Há tempos que estava querendo postar isso.
Como surgiu o assunto do globo ocular, aproveito a deixa.
É do livro “COGNIÇÃO, CIÊNCIA E VIDA COTIDIANA”, de Humberto Maturana, logo no início do livro.
É uma das coisas mais estranhas que já li.
(...) eu, como biólogo, interessei-me pelo estudo do sistema nervoso e dos fenômenos da percepção, em particular.
(...) um experimento básico feito por um biólogo norte-americano há muitos anos, por volta de 1943, e se vocês leram “A Árvore do Conhecimento” sabem em que ele consiste. Nós, biólogos, fazemos coisas terríveis com os animais... Por exemplo, podemos pegar uma salamandra — um anfíbio com cauda que tem uma capacidade de regeneração extraordinária — e cortar-lhe a pata, que ela logo se regenera. O que acontece com os anfíbios em geral, e com as salamandras em particular, é que se alguém corta seu nervo óptico ele se regenera: o animal recupera a visão. Mas sua capacidade de regeneração é tão extraordinária que se pode, inclusive, tirar totalmente o olho da cavidade — tirar, separar dez centímetros do local onde estava e colocar de novo — que ele cicatriza, o nervo óptico se regenera, e o animal recupera a visão. É possível fazer uma coisa mais terrível ainda: pode-se tirar o olho, girá-lo 180 graus e colocá-lo de volta no lugar. Quando pomos um bichinho na frente da salamandra, ela lança sua língua e o captura. Mas se alguém gira o seu olho e põe o bichinho no mesmo lugar, a salamandra gira sua língua e a lança para trás e, é claro, erra, não o encontra.
Quando este experimento foi feito pela primeira vez, em 1943, as pessoas se perguntavam: "A salamandra aprende a corrigir sua pontaria?" Vejam que pontaria mais maravilhosa tem a salamandra, um animalzinho desse tamanho, tão pequeno: colocam a cinco centímetros de distância dela um bichinho que mede meio centímetro e ela o captura com sua pontaria certeira! Giram seu olho, esperam o nervo óptico se regenerar, colocam o bichinho no mesmo lugar e ela atira sua língua para trás. Ela erra a pontaria e as pessoas perguntam: a salamandra aprende a corrigir a pontaria? Esta é uma pergunta interessante. É uma pergunta particularmente interessante porque é cega para o que este experimento revela. Este experimento mostra que a salamandra não aponta para algo fora dela, e vou logo explicar por quê. Se alguém pergunta "a salamandra aprende a corrigir sua pontaria?", essa pergunta implica que o que a salamandra faz é apontar para um objeto em especial, Mas o que o experimento revela é outra coisa.

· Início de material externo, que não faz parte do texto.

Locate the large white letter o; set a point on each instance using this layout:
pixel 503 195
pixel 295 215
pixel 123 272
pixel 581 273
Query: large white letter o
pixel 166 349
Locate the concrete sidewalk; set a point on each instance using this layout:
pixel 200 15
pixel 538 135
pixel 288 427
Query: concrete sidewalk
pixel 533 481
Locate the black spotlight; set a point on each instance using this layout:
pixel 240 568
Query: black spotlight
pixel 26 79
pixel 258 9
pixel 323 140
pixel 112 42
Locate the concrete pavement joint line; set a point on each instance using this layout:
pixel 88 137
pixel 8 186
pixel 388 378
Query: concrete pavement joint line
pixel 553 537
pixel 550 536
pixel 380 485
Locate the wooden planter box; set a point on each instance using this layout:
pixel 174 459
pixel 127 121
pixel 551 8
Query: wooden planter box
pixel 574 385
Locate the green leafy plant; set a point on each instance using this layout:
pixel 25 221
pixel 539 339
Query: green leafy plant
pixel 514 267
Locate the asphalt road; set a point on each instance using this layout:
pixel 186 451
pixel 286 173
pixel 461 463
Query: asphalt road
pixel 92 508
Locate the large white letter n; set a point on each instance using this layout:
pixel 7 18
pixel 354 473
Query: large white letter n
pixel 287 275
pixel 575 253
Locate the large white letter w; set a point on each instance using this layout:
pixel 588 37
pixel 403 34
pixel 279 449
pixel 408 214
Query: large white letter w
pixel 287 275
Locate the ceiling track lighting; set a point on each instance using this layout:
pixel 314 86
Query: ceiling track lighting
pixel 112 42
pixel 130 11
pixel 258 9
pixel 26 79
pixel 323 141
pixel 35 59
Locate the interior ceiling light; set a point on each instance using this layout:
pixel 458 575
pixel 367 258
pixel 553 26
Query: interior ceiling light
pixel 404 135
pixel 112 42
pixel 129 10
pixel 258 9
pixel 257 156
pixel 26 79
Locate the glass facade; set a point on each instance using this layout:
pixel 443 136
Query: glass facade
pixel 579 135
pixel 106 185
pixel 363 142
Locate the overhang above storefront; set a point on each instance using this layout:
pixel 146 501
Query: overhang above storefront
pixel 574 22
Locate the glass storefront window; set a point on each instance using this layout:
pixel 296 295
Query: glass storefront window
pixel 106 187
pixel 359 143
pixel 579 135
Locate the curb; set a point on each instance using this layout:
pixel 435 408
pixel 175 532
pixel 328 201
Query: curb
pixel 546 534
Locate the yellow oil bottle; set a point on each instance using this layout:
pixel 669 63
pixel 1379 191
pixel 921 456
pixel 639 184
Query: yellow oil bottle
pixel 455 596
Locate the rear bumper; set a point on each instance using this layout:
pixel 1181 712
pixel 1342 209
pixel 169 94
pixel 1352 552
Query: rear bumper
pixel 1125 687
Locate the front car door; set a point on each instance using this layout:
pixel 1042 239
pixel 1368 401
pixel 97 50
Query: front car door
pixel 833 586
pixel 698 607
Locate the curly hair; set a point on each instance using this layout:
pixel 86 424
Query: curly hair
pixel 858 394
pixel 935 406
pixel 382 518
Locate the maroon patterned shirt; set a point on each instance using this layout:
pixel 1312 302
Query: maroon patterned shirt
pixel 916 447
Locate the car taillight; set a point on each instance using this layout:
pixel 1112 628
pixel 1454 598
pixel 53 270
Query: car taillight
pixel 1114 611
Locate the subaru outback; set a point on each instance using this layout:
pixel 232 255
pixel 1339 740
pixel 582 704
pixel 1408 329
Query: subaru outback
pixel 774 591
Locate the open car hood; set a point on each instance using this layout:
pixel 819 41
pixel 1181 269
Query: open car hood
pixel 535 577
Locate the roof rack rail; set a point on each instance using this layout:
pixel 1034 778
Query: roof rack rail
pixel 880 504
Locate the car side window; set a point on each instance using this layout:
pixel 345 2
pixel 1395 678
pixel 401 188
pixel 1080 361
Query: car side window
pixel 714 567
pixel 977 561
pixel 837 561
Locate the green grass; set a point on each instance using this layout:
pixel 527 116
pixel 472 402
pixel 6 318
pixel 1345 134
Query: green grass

Ao girar o olho 180 graus, a retina posterior fica na frente, no lugar da anterior, e vice-versa; e a retina superior fica embaixo, no lugar da inferior, que vai para cima. Normalmente, se pomos um bichinho na frente da salamandra, sua imagem se forma na retina posterior, a salamandra lança sua língua para a frente e o captura. Quando giramos seu olho, a imagem do bichinho colocado à frente da salamandra se forma na retina anterior, que agora está atrás. O animal gira e lança sua língua para trás. A salamandra age como se nada lhe houvesse acontecido. Cada vez que a imagem se forma na sua retina, ela lança sua língua fazendo exatamente o mesmo procedimento, esteja ela com o olho girado ou não.
O que esse experimento nos ensina é que o ato de lançar a língua e capturar o bichinho não é um ato de apontar para um objeto externo, mas de fazer uma correlação interna. Uma correlação entre a atividade da retina e o sistema motor da língua. Mas se a salamandra não aponta para um objeto externo, se o ato de capturar o bichinho não consiste em apontar para algo que está fora, como é que isso acontece?